DAY FORTY-TWO: Saturday, 1st May 2010
Today both my daughter and I could have died on our way home.
I was driving and she was sitting next to me in the passenger’s seat.
It was raining as usual in this equatorial land. Yes, it was late evening.
I was driving slower than usual.
I was even in the slow lane.
We were just making a sharp left corner, taking our own sweet time when suddenly, the car going on the outer lane, next to us, started to skid as it turned.
Right in front of us, it spun and hit the divider.
Both of us were so shocked that it was happening right before our very eyes.
Then the car started to turn and it spun again, now charging straight at us.
In that split second, which I am sure happened all very fast, but somehow, time slowed down and I was able to re-collect myself calmly.
I turned my own car to avoid this on-coming car that is spinning out of control, in that tight corner.
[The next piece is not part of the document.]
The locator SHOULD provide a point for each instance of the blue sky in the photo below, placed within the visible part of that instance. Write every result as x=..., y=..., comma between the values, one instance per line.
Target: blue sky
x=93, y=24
It was headed towards my daughter’s side.
Yet I had to make sure that there were no cars coming behind me or to the side of me if I am making a sharp right to avoid this damaged car altogether.
So, I glanced at both my rear view mirror and side mirror and just turned my wheel to the right and sped off as fast as I could.
And though we managed to escape from a fate that could have been fatal, as I was driving away, I was still looking at my rear view mirror. I kept thinking, should I just stop my car and go help the poor damaged car. I was not even sure if the people were seriously hurt in that car, and how many were they.
In that instance, my daughter’s life and mine were far more important than theirs.
And yes, I was still pondering – should I turn back and go help.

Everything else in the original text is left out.